Get on a Sleep Schedule
While growing up, something our bodies craved was a consistent schedule, our bodies while trying to sleep are no different. Consider going to bed and waking up at the same time regularly. If your goal is to go to bed around 10:00 pm and wake up at 6:00 am, and you do that, you start the day with a small victory.
A study was done in 2002 to see how sleep schedules impacted adolescence sleeping habits. The people who were not on a sleep schedule reported sleeping poorly and going to bed later more often than people on a sleep schedule.
These two main differences can be attributed to melatonin production. Melatonin is a hormone that tells your body to go to sleep. By disrupting your body's natural rhythm, melatonin levels change. This change can also cause you to stay up later, and you'll wake up tired. This could result in hitting that snooze button on your alarm one too many times, causing you to start the day on the wrong foot.

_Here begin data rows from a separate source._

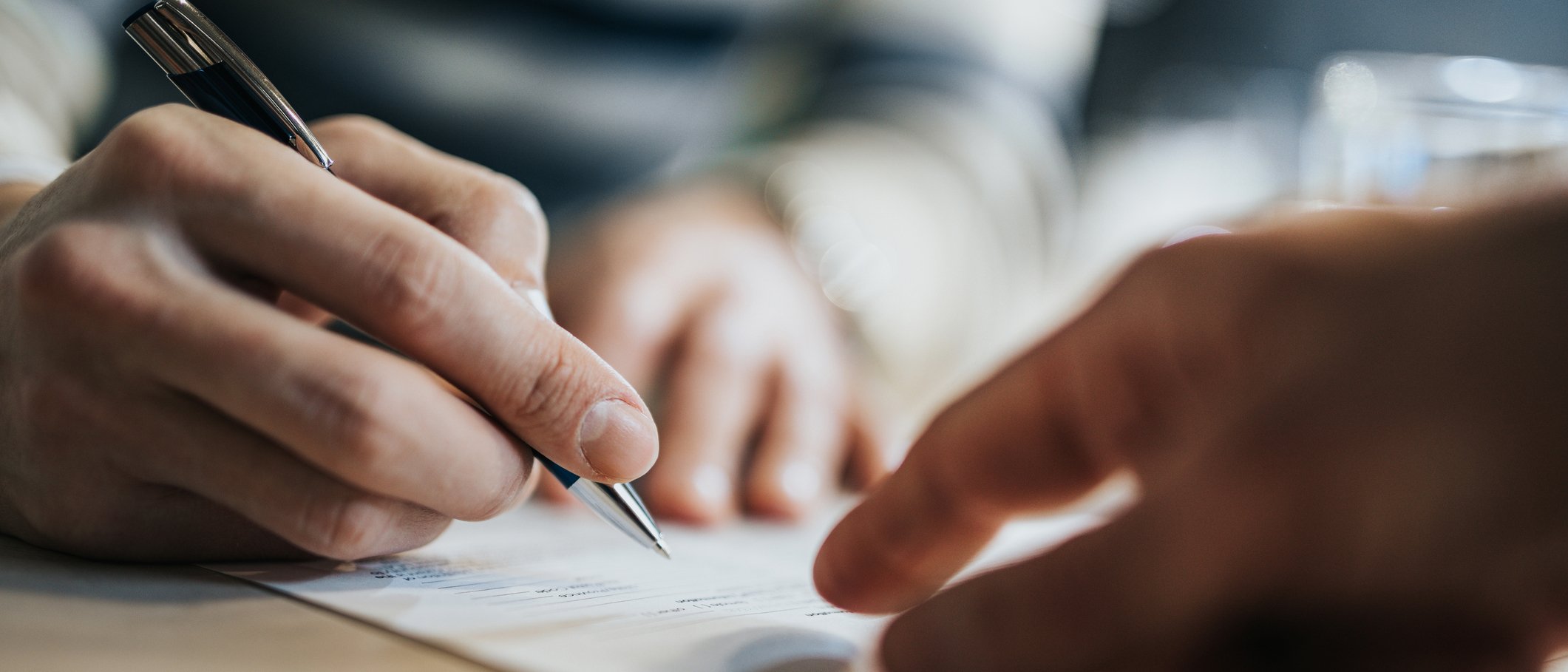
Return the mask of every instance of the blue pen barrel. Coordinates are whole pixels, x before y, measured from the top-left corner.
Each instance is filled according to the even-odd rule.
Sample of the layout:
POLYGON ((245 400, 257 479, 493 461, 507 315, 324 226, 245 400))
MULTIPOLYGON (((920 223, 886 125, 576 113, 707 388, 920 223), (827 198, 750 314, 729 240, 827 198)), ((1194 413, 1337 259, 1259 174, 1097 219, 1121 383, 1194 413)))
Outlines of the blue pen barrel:
POLYGON ((249 92, 249 88, 229 69, 227 63, 169 75, 169 81, 190 99, 191 105, 202 111, 256 128, 290 149, 295 146, 295 135, 278 121, 267 103, 249 92))

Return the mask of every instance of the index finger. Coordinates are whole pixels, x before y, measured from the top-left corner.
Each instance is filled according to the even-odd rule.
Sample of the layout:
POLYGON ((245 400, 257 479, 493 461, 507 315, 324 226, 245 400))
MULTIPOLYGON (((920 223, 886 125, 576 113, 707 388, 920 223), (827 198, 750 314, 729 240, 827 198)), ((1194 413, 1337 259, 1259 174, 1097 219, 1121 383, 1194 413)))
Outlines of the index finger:
POLYGON ((237 163, 193 166, 205 169, 193 180, 201 193, 174 185, 182 229, 199 249, 425 363, 579 475, 627 481, 648 470, 657 435, 637 392, 494 268, 419 218, 238 128, 191 111, 182 133, 154 133, 146 138, 154 147, 136 152, 168 154, 198 139, 202 154, 237 163))
POLYGON ((909 608, 1010 517, 1071 503, 1142 467, 1142 446, 1170 431, 1171 399, 1187 396, 1178 332, 1204 331, 1190 326, 1204 318, 1165 290, 1179 277, 1171 255, 1137 265, 1079 320, 941 414, 903 467, 828 536, 815 564, 823 597, 855 611, 909 608))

Create a Bedroom That Encourages Sleep
When going to bed, it's important to consider how temperature, ambient noise, comfort, and light affect your sleep. When Goldilocks was eating her porridge, she chose the porridge that was just right, not too hot and not too cold. Our bodies are kind of like Goldilocks. We want a room that isn't too hot or too cold. Most sleep specialists recommend a room that is in the mid to high 60s.
Noise is another thing that may be keeping you up. It could be something like traffic or dogs barking. If this is the case, think about investing in soundproofing for your room or noise-canceling headphones.
If you're someone who plays sports or exercises regularly your bed may be the issue. Consider buying a mattress for athletes instead of a regular bed to provide more sound sleep. By purchasing a different bed, you will improve your sleep. Also, purchasing a mattress to improve performance may give you an edge over the competition.
When going to bed, think of yourself as a mountain lion. Get on a regular sleep schedule, stay comfortable while sleeping, and avoid the light. After reading this article, we wish you success in whatever you're trying to do. At the very least, you'll be a better sleeper!